Greater Trochanteric Pain Syndrome

Greater Trochanteric Pain Syndrome

The term greater trochanteric pain syndrome is now being commonly substituted for trochanteric bursitis; because the inflammatory etiology of the pain is being refuted by current research, using ultrasonographic, magnetic resonance imaging and histologic evidence.

Subjective Characteristics

  • Bursitis may develop gradually or traumatically.
  • Pain occurring over the side of the hip.
  • Referred pain that travels down the outside.thigh and may continue down to the knee.
  • Pain when sleeping on your side; especially the affected hip.
  • Pain upon getting up from a deep chair or after prolonged sitting (eg. in a car).
  • Pain when climbing stairs.
  • Increased pain when walking, cycling, or standing for long periods of time.

Contributing / Predisposing factors:

The trochanteric bursa may be inflamed by the glutes rubbing over the bursa and causing friction against the greater trochanter.

Can occur with running, walking, or cycling (especially when the saddle is too high).

It can also occur in some people who have a scoliosis, leg length discrepancy, weak hip muscles, osteoarthritis of the hips or lumbar spine, or rheumatoid arthritis.

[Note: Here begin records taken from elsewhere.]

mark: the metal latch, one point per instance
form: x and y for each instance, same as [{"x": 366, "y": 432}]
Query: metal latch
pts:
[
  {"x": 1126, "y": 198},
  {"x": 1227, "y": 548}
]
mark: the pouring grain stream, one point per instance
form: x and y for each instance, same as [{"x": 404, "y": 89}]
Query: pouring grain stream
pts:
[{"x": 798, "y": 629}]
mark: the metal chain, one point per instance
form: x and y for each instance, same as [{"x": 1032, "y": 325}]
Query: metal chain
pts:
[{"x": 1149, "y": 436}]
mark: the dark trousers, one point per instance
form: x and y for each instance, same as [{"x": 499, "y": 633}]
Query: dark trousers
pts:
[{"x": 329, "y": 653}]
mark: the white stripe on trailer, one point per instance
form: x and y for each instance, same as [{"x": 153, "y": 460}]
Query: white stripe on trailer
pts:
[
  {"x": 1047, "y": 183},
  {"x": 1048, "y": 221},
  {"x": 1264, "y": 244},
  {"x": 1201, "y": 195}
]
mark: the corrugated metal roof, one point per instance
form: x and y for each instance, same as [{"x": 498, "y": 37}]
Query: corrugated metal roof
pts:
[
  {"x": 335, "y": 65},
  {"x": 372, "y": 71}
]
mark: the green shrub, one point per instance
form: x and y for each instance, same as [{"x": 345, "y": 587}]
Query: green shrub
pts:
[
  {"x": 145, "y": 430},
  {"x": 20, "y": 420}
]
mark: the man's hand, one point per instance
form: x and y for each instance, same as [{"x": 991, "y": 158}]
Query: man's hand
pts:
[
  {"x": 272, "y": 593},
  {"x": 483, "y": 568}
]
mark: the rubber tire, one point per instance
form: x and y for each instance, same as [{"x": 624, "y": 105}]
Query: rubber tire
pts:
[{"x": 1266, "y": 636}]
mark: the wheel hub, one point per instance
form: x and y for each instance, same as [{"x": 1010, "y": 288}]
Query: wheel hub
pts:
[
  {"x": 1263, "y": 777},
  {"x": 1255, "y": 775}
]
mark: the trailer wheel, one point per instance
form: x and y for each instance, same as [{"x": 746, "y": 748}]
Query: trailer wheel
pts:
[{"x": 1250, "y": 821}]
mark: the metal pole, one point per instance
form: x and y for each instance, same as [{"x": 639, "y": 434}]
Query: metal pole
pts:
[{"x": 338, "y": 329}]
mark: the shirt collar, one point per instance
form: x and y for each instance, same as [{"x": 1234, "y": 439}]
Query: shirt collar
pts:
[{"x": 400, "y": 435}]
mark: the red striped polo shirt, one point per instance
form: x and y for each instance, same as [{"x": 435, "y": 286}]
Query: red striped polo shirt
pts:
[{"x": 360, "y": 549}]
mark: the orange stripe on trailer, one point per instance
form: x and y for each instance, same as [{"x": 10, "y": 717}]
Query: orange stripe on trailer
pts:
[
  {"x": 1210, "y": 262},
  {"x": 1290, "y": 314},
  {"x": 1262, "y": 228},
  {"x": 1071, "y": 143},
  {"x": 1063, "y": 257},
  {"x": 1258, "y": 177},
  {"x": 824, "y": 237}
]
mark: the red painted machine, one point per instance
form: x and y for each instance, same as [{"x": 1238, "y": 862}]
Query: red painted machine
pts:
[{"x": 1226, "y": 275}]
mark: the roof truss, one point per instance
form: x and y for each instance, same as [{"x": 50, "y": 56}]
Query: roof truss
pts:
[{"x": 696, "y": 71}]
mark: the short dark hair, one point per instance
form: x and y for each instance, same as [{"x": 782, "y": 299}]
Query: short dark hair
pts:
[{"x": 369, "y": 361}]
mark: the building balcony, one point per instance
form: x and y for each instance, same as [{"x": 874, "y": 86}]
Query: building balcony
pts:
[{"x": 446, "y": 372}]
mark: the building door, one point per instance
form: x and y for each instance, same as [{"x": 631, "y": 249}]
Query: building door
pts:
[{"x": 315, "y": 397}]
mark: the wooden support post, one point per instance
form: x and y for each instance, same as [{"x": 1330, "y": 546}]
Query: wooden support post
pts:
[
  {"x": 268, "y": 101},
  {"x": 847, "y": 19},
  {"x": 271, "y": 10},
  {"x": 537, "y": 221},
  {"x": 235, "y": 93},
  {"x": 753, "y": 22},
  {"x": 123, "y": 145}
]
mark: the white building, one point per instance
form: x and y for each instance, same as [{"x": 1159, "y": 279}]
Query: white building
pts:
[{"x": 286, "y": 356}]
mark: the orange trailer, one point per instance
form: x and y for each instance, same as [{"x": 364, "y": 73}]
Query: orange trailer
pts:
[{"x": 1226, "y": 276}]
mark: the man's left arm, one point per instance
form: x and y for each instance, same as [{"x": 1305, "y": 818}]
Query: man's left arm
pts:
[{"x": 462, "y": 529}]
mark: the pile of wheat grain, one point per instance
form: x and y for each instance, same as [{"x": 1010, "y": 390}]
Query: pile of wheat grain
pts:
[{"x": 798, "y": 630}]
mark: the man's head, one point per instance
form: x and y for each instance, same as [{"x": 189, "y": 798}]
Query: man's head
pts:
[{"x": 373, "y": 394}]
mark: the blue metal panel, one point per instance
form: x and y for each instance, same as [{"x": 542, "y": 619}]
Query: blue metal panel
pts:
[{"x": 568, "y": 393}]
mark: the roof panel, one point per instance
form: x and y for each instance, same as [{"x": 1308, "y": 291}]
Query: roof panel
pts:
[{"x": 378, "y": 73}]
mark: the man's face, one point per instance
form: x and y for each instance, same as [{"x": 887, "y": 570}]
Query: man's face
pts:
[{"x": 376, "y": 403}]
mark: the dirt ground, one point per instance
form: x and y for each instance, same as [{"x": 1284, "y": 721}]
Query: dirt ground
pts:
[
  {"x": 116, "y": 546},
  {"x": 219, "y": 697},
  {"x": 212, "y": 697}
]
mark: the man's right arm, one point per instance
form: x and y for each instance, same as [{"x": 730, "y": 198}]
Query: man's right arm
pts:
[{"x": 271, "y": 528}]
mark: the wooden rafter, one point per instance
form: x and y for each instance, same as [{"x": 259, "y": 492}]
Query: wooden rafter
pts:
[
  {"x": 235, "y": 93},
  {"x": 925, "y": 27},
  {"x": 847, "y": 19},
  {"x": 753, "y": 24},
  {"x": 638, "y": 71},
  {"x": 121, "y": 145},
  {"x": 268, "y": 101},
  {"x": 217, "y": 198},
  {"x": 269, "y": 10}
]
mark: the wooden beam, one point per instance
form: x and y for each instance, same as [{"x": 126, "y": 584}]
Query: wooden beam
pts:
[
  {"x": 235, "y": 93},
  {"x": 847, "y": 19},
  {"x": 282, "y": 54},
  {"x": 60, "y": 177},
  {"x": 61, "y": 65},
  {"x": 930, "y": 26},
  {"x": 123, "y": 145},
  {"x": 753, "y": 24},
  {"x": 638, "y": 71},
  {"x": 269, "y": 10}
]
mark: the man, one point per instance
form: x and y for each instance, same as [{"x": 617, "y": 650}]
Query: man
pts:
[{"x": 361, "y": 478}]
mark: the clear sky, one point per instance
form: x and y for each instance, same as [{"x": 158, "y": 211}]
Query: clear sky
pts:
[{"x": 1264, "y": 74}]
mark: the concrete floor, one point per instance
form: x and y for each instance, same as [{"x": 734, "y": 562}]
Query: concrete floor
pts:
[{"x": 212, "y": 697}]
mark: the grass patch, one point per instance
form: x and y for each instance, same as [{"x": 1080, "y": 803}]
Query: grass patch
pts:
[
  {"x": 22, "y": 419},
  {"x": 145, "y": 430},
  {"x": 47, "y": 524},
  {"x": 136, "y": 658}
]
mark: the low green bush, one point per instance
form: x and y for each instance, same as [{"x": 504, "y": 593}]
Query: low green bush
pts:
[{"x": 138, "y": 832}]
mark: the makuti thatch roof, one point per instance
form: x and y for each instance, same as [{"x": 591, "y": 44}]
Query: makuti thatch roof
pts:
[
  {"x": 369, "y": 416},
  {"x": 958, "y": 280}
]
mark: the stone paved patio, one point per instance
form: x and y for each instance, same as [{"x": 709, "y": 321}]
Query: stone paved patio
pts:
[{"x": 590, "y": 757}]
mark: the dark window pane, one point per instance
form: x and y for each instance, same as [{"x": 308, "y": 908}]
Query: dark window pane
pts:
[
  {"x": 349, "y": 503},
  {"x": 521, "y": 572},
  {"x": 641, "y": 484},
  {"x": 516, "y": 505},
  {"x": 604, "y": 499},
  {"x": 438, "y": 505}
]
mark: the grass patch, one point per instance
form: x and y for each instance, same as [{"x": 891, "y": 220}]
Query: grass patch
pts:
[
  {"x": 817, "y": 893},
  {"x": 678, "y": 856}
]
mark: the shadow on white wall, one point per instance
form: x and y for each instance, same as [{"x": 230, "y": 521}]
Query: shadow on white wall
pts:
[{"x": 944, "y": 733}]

Trochanteric bursitis can also occur following direct trauma to the side of the hip, such as in a fall.

Physical Examination

The most classic finding is point tenderness over the greater trochanter, which reproduces the presenting symptoms.  Palpation may also reproduce pain that radiates down the lateral thigh.  Swelling of the bursa may be present, but this will be difficult to identify in many patients due to the overlying tissue.  In obese patients it may be difficult to locate the greater trochanter dirrectly, therefore consider using the iliac crest as a landmark and assessing for the trochanter approximately 8 inches (20 cm) below the iliac crest.  Also consider palpating the region while passively circumducting the hip.  Overlying skin changes of ecchymosis with abrasions may occur with recent trauma.  Lateral hip pain can often be elicited by passive external rotation of the hip without provoking such symptoms by internal rotation.  Pain can also be reproduced with flexion of the hip followed by resisted hip abduction.  Groin pain or referred knee pain provoked by passive internal rotation of the hip may indicate hip joint pathology (such as osteoarthritis).  To assess for sciatica or lumbosacral radiculopathy, a detailed neurological examination of both lower limbs is required.

Management

Rest/training adaptations, Anti-inflammatory medication(?), Ice, Injections, Stretching, massage / myofascial release, Muscle balance re-training, Core strength exercises, Correction of biomechanical abnormalities (eg. Orthotics), bike fit adjustment, ensuring appropriate footwear, Surgical treatment- rare (Bursectomy).